で、それは予告しておくとして、先にまとめ。

この記事の標題は宮城氏のお言葉。
こんにち、演劇になお有効性があるとすればそれは〈捏造された祝祭〉としてではないか
出典は『ふたりの女』当日配付資料「演出ノート」。

演劇を仕事としたときに、「祝祭」のほかに「こころざし」というモノサシを持たねばならなくなった
これも。

プロの世界は厳しいのだぁ。


それにしても、このシーズンの盛況ぶりはちょっと、目を見張る物があったと思う。
“お祭り”になってた。

静岡は、正直、“文化”に冷たい土地柄だ。
前知事は、文化通を気取って立派な施設を作り、大物監督を呼んで、信じられないような予算でイベントを立ち上げたけれど“大衆”の多くは歓迎しなかったように思う。
いや、みんながどうだったのか、私は知らないんだけれど、今年、私の周りには“俄演劇ファン”を名乗る人たちが妙に多い。
意外な人が、芝居にはなじみがなかったと仰る。

『転校生』以降、といっても良いのかなぁ。
話題性のある芝居を観て、面白さに目覚めて通うようになった?

んで、“芝居の面白さ”って、何?
なんで観に行くんだろう。


私の場合は、学生の時は文楽と歌舞伎ばっかりで、現代演劇といっても『子午線の祀り』とか、やっぱり古典つながり。
アングラやテントや舞踏も、学祭に来ていたけれど自分から見に行きはしなかった。
あぁ、院生の頃はお金もあったし、連れもいたからバレエやオペラも行ったなぁ。
今は無理。

で、現代物、洋物は静岡に来てからだと思う。

第2回のシアター・オリンピクス(1999)も、結局それほどたくさんの舞台を見たわけではない(音楽系中心に観ていた)。
ただ、何度も書いたけれど、翌年「春の演劇祭」に、“有度”でク・ナウカの『メデイア』を観たのは本当に衝撃だった。

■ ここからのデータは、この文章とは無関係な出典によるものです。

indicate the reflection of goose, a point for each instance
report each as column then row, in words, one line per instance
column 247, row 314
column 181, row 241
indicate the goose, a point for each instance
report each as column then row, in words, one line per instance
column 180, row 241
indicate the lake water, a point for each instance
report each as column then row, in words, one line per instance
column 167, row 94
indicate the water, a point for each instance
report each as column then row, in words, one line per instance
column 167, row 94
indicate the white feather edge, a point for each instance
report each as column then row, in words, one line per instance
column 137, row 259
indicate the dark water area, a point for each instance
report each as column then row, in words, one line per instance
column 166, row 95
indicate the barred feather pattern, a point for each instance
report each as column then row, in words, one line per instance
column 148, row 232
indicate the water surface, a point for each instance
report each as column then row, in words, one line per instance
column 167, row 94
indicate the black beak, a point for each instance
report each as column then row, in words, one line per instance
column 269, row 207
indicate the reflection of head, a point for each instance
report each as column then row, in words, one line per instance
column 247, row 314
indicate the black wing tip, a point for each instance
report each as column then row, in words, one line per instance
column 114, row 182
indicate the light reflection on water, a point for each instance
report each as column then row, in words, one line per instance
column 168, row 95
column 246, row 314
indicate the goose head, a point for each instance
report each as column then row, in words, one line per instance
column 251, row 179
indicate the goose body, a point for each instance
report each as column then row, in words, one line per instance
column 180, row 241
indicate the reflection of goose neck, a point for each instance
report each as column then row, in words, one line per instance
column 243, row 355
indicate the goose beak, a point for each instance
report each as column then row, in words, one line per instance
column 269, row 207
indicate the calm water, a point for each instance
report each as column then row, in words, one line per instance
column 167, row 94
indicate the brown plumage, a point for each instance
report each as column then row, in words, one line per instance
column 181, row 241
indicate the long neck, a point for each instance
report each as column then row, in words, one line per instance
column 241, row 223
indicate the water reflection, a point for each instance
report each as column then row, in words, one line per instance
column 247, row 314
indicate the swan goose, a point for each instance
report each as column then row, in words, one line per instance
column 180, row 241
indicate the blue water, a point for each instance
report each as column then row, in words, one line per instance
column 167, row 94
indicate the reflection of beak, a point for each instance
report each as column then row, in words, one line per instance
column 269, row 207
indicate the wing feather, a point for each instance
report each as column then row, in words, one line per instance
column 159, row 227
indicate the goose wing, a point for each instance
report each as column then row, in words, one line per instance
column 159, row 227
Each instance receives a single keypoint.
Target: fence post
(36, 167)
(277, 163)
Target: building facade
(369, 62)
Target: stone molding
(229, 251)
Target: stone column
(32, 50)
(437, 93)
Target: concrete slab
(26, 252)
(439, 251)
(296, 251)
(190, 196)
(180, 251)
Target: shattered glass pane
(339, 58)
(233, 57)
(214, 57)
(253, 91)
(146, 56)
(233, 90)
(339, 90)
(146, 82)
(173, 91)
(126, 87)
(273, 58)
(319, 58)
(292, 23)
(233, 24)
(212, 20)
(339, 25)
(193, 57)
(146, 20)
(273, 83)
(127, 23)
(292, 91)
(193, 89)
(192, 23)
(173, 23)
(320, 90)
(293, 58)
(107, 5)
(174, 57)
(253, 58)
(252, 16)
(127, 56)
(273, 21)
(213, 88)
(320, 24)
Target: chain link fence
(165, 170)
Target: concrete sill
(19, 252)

その間、何度かSPACの制作の人の営業攻勢にもあっているのだけれど、どうもピンと来ないまま、『転校生』に至り、今シーズン、やっと、良い関係が築けそうかもしれない、というところ。


でもねぇ~。

なあなあの関係にはなりたくね~な~、と、強く思う今日この頃。


さて、「捏造された祝祭」。
芝居の面白さ、楽しみ。
現代に於ける存在意義。
しかし、カーニバルを官がお金を出してやるって言うのは妙な話だ。


昨日、『スカパンの悪だくみ』を観て、もう一回、“祝祭”、と言うか“カーニバル性”というやつを、気負わずに、奇を衒うこともなく、正面から扱っていいんじゃないかと強く思ったのでありました。


大盛況、おめでとうございます。
新知事も、演劇祭のパンフにインタビューを載せてたくらいだから、急に予算を減らすようなことはしないでしょう。
今後が楽しみ。

なんだけど、いつか、“公共”の力なんか借りずに、民衆の力によって、本当の祝祭を取り戻さないと。